Denver native, AJ Machete gets one step closer to discovering the meaning of life every day, and he does it with his own two hands. Following an impressive line of education that included an art degree from Pratt Institute in New York City and a master’s degree in religious studies from Harvard, Machete realized he was no closer to understanding his purpose in life, or why he existed at all. That’s when he turned to fashion design. “Partly, I feel like humans were meant to do things with our hands,” explained Machete. “If you have an idea and execute it in the material world, the material world changes your ideas, so there is a feedback mechanism.” That process translates into a reason to get up every day and actually, physically do something. For Machete, happiness is creating thoughtfully designed, high-quality menswear, so he opened Denver Bespoke.
The themes of self-actualization and self-awareness are woven into Machete’s life, just as much as pattern making and suit composition are. “In life you want to cultivate this consciousness of paying attention, taking care and putting care into everything you do,” he said. “Then everything you do is good and your life is good. That’s a very important thing in my life.” Machete also requires that his customers have a clear sense of direction and purpose before he will even initiate a custom, clothing design project for them. “People will contact me and say ‘I’m not sure if this is right for me. I’m not sure if I want to spend this money.'” Machete’s typical response is to send them out to do some research, try on everything they can find and figure out exactly what they want in the clothing they wear. According to him, it’s an anti-sales pitch. So far, the technique has worked. Denver Bespoke’s clients come from all over the world, including countries like Australia, Finland, Norway, Japan and Russia.

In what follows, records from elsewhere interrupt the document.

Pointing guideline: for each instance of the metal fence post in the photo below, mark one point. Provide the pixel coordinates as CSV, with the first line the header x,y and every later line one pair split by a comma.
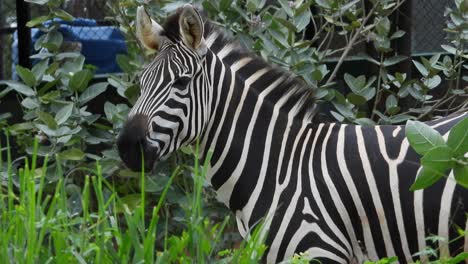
x,y
23,15
404,45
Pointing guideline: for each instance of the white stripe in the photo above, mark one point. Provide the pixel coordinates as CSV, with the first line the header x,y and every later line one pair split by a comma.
x,y
253,199
252,79
395,187
292,206
374,192
419,218
342,165
225,191
305,229
444,213
335,196
274,247
318,199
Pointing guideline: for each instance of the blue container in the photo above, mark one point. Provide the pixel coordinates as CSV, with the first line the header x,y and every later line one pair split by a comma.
x,y
100,44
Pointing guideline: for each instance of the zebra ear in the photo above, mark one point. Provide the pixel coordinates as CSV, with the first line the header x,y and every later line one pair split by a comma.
x,y
191,29
148,31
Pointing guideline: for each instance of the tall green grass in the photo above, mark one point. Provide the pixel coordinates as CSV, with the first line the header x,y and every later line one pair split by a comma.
x,y
41,227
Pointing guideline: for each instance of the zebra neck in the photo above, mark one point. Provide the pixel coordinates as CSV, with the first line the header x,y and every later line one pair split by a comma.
x,y
250,116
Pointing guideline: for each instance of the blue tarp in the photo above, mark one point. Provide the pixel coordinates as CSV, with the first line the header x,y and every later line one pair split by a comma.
x,y
100,44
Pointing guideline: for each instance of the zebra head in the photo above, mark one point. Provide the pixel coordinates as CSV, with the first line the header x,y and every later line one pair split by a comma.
x,y
169,112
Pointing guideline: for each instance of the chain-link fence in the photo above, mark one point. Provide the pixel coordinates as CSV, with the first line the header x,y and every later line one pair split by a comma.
x,y
7,28
428,23
89,33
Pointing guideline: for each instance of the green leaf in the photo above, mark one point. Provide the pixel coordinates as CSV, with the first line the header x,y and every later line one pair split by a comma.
x,y
449,49
421,68
92,91
356,84
79,81
398,34
356,99
422,137
461,174
432,82
19,87
53,40
439,159
26,75
458,258
30,103
39,69
364,121
64,113
394,60
390,102
458,138
47,119
436,163
72,154
425,179
37,2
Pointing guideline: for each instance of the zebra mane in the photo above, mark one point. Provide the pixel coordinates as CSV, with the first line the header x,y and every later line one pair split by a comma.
x,y
294,88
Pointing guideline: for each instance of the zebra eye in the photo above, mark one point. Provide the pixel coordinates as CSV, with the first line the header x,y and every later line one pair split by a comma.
x,y
181,82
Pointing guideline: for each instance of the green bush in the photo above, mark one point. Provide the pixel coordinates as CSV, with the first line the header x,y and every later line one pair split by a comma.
x,y
67,195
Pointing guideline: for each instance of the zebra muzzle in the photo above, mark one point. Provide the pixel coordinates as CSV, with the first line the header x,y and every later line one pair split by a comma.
x,y
133,146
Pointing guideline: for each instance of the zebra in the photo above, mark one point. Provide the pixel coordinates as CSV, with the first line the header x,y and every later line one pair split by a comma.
x,y
338,192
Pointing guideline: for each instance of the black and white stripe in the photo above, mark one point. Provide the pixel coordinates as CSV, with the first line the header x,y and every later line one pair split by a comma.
x,y
339,192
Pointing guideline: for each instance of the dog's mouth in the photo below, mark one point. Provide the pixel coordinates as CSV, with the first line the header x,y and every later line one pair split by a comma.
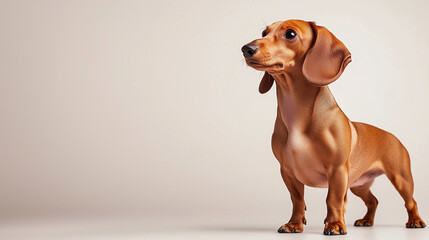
x,y
258,65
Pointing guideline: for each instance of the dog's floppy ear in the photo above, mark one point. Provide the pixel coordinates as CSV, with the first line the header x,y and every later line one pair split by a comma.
x,y
326,59
266,83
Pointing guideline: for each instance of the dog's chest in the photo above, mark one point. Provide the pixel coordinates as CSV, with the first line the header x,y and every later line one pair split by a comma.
x,y
302,159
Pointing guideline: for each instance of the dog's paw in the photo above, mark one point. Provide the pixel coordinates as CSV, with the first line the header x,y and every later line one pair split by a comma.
x,y
415,223
335,228
364,223
291,227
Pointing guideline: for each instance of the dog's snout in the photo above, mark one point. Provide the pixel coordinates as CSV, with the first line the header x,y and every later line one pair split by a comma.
x,y
249,50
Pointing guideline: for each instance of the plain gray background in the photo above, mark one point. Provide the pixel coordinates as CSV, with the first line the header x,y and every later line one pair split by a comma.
x,y
147,109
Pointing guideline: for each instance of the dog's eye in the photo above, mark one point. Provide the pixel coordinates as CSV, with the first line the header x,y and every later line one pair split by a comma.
x,y
264,33
290,34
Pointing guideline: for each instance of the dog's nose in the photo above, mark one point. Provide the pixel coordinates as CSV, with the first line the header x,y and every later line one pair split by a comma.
x,y
249,50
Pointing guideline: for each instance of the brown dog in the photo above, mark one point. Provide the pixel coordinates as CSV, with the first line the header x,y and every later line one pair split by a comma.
x,y
314,141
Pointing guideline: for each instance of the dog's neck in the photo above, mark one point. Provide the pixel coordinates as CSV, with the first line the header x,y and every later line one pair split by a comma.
x,y
298,100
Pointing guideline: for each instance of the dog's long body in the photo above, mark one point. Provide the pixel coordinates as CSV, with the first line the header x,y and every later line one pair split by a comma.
x,y
313,140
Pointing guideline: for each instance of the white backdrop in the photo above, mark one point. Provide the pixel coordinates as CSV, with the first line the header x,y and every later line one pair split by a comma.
x,y
146,108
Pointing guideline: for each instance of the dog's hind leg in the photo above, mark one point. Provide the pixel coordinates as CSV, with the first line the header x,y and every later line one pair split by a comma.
x,y
399,173
371,203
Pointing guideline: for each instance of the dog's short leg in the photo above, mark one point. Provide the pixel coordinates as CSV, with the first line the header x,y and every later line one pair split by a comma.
x,y
402,179
296,190
334,222
370,201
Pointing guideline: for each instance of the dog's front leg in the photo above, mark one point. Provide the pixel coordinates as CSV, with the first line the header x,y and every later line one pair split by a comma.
x,y
296,190
337,192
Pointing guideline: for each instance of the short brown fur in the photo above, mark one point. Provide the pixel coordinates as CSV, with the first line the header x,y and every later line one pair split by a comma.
x,y
313,140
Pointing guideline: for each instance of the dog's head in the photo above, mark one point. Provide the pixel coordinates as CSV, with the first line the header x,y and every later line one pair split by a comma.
x,y
297,46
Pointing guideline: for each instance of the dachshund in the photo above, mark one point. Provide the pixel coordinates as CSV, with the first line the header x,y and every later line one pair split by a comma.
x,y
313,140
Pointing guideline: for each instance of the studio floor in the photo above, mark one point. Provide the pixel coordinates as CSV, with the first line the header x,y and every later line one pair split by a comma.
x,y
167,228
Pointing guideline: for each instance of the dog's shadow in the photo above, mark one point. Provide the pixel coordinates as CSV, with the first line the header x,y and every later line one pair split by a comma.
x,y
247,229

Once clients establish their goals, Machete’s process takes several months and requires a large commitment from both parties. The initial consultation takes two hours, during which the team can look at more than 2,000 fabrics. Then, there are at least two other fittings. It’s a deep level of engagement that requires clients to think through exactly what they want, so each piece reflects who they are. Machete’s clients’ requests and needs range widely. “What we do is such an individualized process,” he said. “For example, one of our clients was an Italian living in England, so he wanted to have clothing that reflected where he grew up in Italy, but it needed to be constructed using English fabric with specific details.” Some of Machete’s other noteworthy creations include a coat made out of vintage, military tent fabric from the mid-20th century and a tuxedo made out of Gore-Tex.
Machete maintains that although he can usually accommodate even the most outlandish request, it isn’t magic. It’s the understanding he has of the fabrics he uses and the full depth of the historical and contemporary function each detail of each piece of clothing has.
“I don’t have any respect for the idea of design. Anyone can come up with a pretty design. It’s about what it means and that has to do with the history. What we see now is people are slapping a bunch of details together and don’t know what they mean. Design doesn’t have any meaning anymore.” – AJ Machete
His strong feelings about the design concept as a whole don’t prevent him from appreciating those artists he truly believes have a unique perspective. Machete draws inspiration from some of fashion’s most avant-garde designers like Walter Van Beirendonck, Alexander McQueen, Jean Paul Gaultier and John Galliano.
Machete is redefining lifestyle wear to mean a collection of clothing created thoughtfully for each individual’s daily life — more art and less athleisure. As Machete’s two-year-old son, Drake grows, Machete doesn’t want to have too many expectations on him, but he does plan to pass on some wisdom. “I want him to know how to have a relationship with everything in his life, where he knows how it works theoretically and practically, and he knows how to fix and take care of everything he owns. If you’re able to do that, then your relationship with your whole world is different.”